The term "whistling past the graveyard" is not heard very much any more, but it describes what many people are doing when thinking about Islam. Islam is not now, and has never been, a "religion of peace." (It may be a religion of submission, but that is a very different thing.)
But what do you do when you are confronted with a reality so awful, that it terrifies you? For many people (perhaps most) the reaction is to suppress or deny reality. That is what most of the political leaders in Europe and many in the United States are doing with the otherwise-horrible reality of Islam.
Click HERE for a brilliant description of how the Dutch politicians are dealing with this problem.
Blakeman introduced me to an official of the Dutch Ministry of Integration, who spends her days in dialogue with Dutch imams and other Muslim leaders. We began a wide-ranging discussion about the nature of the jihad threat and the proper response to it. In the course of this I asked her how many Muslim leaders she encountered who were ready to lay aside attachment to the Sharia, accept the Dutch governmental and societal structure and the parameters of Dutch pluralism, and be willing to live in Dutch society as equals to, not superiors of, non-Muslims indefinitely. She told me that there were only very few, but insisted that we had to work with those few, and indeed had to place our faith and hope in them, for otherwise the future was impossibly bleak. I asked her if she had read the Qur’an. She told me no, she hadn’t, and wouldn’t, because she didn’t want to lose all hope -- and because whatever was in it, she still had to work to find some accord with the Muslim leaders, no matter what.

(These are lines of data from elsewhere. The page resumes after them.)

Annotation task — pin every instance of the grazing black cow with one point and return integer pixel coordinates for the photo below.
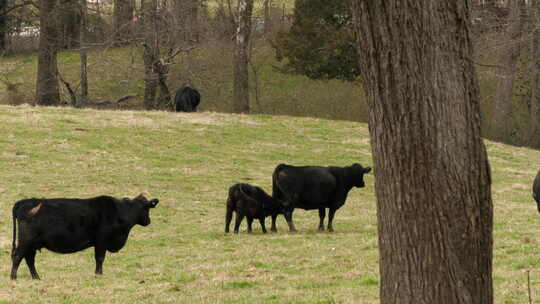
(536, 190)
(187, 99)
(312, 187)
(67, 225)
(253, 203)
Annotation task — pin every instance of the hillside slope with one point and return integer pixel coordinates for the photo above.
(188, 161)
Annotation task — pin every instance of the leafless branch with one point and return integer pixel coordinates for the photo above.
(126, 97)
(9, 9)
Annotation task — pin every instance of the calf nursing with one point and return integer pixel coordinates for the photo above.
(251, 202)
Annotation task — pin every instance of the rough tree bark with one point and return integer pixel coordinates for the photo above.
(47, 73)
(267, 22)
(534, 122)
(122, 15)
(151, 53)
(83, 54)
(501, 125)
(432, 177)
(3, 25)
(241, 57)
(69, 23)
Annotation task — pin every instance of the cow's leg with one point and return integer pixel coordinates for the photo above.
(30, 261)
(16, 258)
(331, 213)
(261, 220)
(322, 214)
(274, 218)
(239, 218)
(288, 218)
(99, 254)
(228, 219)
(250, 222)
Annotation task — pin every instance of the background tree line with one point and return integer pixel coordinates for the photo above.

I urged her to ask the imams with whom she spoke questions that made their loyalties clear, insofar as they would answer them honestly. I urged her to ask them whether they would like to see Sharia implemented in the Netherlands at any time in the future, and whether they were working toward that end in any way, peaceful as well as violent. I asked her to ask them whether they would be content to live as equals with non-Muslims indefinitely in a Dutch pluralistic society, or whether they would ultimately hope to institute Islamic supremacy and the subjugation of non-Muslims.
She couldn’t ask them those questions, she told me. Such questions would immediately put their relationship on a confrontational plane, when cooperation was what they wanted, not confrontation. But, I sputtered, you’re not getting cooperation as it is. The confrontation is already upon us. What is to be gained by pretending that it isn’t happening?